Через голову лагутинского срока никто не лез. Двинули не Лагутина — двинули уровень над ним, тот самый, что спустил ему срок; а раз срок спустили сверху, то сверху его и поправили, и оспаривать Лагутину тут было нечего и не у кого. Честь была соблюдена: в чужой график через голову не полезли, а тронули власть над сроком, которая чужому ведущему не подчинена. Так оно и должно было лечь, чтобы лечь чисто. Чья рука разменяла за это свой вес и на каком этаже, Аркадий по-прежнему не знал; знал только, что обещанное в понедельник «подопру» обернулось не словом и не визой на его доске, а вот этой свежей графой на стендовом щите, поверх стёртого прочерка.

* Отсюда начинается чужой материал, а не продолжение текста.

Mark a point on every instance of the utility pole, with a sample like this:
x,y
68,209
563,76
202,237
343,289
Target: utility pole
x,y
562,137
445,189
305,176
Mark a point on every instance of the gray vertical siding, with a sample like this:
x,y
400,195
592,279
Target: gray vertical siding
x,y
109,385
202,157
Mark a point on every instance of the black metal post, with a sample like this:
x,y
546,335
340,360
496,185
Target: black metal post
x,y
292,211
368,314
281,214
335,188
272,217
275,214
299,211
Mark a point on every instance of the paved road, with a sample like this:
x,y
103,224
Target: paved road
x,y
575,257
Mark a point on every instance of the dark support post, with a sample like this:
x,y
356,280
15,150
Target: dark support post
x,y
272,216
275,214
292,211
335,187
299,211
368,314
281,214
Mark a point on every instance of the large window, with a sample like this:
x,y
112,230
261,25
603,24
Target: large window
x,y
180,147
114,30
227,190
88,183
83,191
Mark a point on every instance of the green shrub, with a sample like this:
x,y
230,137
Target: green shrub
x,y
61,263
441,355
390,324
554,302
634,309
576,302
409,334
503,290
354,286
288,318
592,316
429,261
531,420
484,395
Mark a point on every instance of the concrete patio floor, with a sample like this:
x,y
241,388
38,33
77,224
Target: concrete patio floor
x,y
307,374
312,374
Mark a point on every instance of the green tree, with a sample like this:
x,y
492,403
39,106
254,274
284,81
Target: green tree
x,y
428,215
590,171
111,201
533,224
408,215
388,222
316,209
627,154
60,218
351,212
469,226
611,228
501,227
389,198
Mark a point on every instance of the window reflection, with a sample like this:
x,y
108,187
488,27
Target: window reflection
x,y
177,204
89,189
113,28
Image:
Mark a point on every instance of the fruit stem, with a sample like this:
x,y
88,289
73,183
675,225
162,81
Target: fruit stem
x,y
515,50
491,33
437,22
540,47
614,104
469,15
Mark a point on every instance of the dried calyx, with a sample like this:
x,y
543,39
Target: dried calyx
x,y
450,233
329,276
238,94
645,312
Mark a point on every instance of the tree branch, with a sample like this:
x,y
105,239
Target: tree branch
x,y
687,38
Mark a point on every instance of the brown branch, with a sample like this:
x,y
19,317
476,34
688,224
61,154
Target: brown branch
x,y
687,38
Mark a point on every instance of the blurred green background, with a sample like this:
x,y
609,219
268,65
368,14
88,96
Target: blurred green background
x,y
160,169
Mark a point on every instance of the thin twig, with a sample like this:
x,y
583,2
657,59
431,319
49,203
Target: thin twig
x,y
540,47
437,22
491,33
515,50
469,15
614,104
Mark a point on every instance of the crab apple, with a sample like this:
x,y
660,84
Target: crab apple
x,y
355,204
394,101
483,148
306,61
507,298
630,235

Машина была не нужна. Та, что улетела в сборку, шла к старту со своим железом, и трясти её перед пуском никто бы не дал — перед пуском узлы берегут, не мучают. Но серия за ней шла, и для стенда годился представительный узел тракта: серийный, той же конфигурации, той же ступени, какой стоял бы на любой машине этой партии. Замер на стенде не просил лётного изделия — он просил узла, оснастки и ночи, и теперь все три у Аркадия были. Тупик, в который он упёрся у голой рамы три дня назад, оказался кажущимся: снимать было нечего на той машине, а измерять — было на чём, стоило только открыть стенд. Открыли его не на его уровне, где было глухо, а над сроком, где у него самого хода не было. Щель нашлась там, где её не осталось, — не у него, а у Чертока. Продавил не он силой, которой у него не водилось; продавил доказуемый довод плюс верхняя рука. Дверь стояла открытой. Дальше дело было за числом — за его руками.